PROPAK-Obmann Georg Dieter Fischer: "Wir können hier nicht wirklich von Wachstum reden."
- © PROPAKDem Umsatzrückgang steht zwar ein Plus bei der Menge gegenüber, aber: "Wir können hier nicht wirklich von Wachstum reden, sondern stehen damit nach acht Jahren wieder auf dem Produktionsniveau von 2017 – mit den Kosten von 2025“, betont PROPAK-Obmann Georg Dieter Fischer. Auch im Export, dem Rückgrat der Branche mit einer Exportquote von 80 Prozent, sank der Wert sogar um 5 Prozent. "Vier von fünf Euro werden im Ausland verdient. Wenn wir im Export weniger erwirtschaften, trifft das unsere Unternehmen mit voller Wucht“, so Fischer.

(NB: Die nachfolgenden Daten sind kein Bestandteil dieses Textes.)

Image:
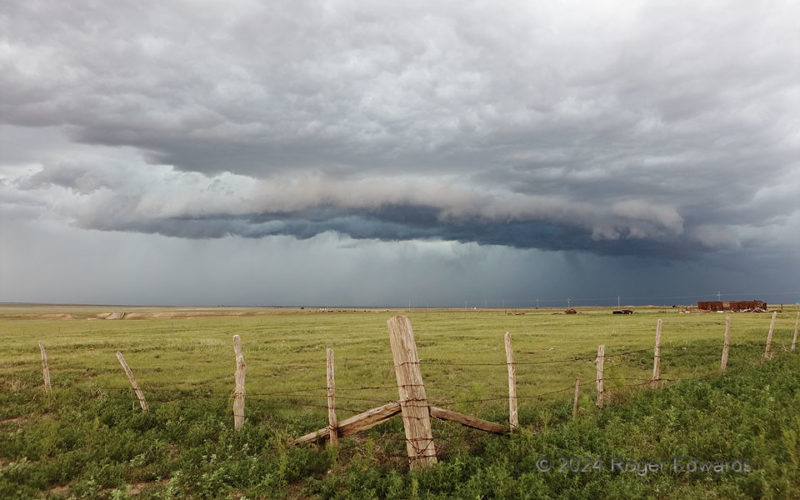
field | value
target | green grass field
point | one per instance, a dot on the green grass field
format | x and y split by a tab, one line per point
90	439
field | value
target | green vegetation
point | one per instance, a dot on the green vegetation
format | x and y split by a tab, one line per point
89	439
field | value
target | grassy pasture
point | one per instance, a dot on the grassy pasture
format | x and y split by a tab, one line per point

Besonders verschlechtert hat sich die preisliche Wettbewerbsfähigkeit gegenüber Deutschland, mit über 30 Prozent der Haupthandelspartner der PROPAK-Industrie. "Unsere Exportstärke wird nicht zuletzt durch den Nachteil in den Arbeitskosten ausgebremst. Ohne Umdenken verliert der Standort Österreich an Boden“, warnt Fischer.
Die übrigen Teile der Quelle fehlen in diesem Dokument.